In order to investigate the decomposition mechanism of hydrocarbons, pyrolysis processes of 11 typical hydrocarbons (isobutane, isopentane, isohexane, n-butane, n-pentane, n-hexane, cyclobutane, cyclopentane, cyclohexane, benzene and toluene) are performed by using ReaxFF MD and DFT method. The results show that the initial pyrolysis reactions of these hydrocarbons can be divided into two types: homolytic cleavage of C–H bond and C–C bond. The bond dissociation energies of C–H bonds are higher than that of C–C bonds in these hydrocarbons except for toluene.
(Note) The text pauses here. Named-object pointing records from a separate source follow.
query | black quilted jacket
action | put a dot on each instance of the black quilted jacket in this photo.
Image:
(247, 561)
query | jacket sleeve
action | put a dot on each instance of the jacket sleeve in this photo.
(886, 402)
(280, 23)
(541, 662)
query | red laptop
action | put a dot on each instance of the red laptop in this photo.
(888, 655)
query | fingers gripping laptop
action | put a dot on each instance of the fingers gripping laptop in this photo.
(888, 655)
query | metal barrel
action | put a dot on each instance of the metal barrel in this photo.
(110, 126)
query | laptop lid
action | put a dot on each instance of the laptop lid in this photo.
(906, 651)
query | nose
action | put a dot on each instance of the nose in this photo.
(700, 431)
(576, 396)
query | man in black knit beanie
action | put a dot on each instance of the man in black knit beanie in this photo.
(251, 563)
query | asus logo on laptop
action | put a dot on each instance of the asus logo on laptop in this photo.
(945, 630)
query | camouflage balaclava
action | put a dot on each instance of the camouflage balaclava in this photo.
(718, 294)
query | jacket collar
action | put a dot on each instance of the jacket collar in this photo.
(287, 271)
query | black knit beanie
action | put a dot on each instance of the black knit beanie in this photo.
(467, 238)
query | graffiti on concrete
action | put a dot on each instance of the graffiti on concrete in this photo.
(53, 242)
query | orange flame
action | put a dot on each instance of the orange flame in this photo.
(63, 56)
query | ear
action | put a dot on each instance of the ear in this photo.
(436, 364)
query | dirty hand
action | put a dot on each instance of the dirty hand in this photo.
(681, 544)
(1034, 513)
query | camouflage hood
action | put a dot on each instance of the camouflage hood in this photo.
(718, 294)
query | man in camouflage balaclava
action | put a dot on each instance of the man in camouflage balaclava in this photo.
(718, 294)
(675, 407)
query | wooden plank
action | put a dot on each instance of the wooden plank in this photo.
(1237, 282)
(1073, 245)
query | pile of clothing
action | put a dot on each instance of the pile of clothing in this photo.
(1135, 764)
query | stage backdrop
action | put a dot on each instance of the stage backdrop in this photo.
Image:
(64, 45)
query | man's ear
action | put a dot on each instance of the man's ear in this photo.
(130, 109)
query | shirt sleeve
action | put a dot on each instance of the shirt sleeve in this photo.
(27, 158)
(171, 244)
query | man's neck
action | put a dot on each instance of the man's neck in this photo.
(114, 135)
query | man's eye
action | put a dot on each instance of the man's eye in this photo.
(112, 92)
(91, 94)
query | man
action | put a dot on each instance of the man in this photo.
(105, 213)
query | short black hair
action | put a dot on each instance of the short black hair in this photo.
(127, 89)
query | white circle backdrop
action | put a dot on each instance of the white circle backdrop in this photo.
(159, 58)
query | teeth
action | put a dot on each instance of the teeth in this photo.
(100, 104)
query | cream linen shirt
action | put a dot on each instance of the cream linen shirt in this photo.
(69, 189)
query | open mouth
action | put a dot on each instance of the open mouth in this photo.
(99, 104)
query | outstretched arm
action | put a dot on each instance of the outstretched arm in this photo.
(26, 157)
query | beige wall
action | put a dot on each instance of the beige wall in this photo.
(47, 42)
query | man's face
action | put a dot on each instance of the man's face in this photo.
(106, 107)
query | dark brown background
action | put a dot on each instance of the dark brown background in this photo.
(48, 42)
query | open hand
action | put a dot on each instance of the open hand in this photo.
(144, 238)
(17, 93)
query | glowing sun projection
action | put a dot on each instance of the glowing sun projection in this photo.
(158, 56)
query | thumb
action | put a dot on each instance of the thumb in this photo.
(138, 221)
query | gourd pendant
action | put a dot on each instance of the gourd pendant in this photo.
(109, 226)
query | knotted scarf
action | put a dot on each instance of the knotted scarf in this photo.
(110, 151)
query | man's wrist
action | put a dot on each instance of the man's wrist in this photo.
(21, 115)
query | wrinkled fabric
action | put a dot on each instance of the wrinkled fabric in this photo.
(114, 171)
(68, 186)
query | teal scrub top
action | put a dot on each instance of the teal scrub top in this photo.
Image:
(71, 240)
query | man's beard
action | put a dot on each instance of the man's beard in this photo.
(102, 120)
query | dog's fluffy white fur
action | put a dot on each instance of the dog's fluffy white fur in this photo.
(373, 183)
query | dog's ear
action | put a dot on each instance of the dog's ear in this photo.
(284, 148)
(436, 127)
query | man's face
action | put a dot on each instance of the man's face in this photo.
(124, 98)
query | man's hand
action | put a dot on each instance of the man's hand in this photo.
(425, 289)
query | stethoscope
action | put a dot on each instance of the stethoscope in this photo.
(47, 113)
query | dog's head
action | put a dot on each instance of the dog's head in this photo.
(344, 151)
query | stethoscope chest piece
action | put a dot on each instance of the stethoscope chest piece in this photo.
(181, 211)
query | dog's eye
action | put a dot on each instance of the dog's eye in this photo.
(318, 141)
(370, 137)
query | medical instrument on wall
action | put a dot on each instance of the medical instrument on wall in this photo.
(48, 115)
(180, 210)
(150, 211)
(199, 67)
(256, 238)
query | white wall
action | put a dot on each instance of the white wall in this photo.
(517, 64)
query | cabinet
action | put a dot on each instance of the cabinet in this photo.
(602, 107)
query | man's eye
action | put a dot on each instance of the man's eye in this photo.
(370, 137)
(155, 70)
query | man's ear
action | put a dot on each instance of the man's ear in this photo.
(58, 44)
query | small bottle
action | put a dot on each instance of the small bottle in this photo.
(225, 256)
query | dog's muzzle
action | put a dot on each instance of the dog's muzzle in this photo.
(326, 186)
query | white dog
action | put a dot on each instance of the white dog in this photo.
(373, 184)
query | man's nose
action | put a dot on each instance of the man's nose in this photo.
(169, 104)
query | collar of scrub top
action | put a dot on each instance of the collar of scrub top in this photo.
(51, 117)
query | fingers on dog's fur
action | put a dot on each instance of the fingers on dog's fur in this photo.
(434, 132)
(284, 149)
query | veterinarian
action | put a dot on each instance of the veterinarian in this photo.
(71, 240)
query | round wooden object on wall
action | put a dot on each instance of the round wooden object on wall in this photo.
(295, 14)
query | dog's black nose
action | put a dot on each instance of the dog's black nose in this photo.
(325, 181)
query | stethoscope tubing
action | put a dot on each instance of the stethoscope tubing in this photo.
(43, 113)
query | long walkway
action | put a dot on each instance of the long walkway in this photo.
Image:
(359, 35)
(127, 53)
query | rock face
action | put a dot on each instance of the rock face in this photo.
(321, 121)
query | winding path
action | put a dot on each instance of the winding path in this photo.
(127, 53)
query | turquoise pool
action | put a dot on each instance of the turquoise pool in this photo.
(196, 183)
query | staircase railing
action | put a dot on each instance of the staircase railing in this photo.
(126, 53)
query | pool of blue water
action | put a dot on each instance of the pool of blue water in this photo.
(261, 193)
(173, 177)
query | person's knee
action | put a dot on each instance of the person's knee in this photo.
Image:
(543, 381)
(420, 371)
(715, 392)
The thermal decomposition rates of branched-chain hydrocarbons are faster than that of straight-chain hydrocarbons. The thermal decomposition rates of chain hydrocarbons gradually increase with the increases of C atom number. The main product molecules of hydrocarbon pyrolysis are H2, CH4, C2H2 and C2H4. The apparent activation energies of 4 hydrocarbons (n-pentane, isohexane, neopentane and cyclopentane) pyrolysis are calculated by the kinetic analysis. In further reactions, CH3, C2H5 and H radicals are collided with hydrocarbons to undergo H-abstraction reactions. The energy barriers of H-abstraction reactions are calculated by DFT.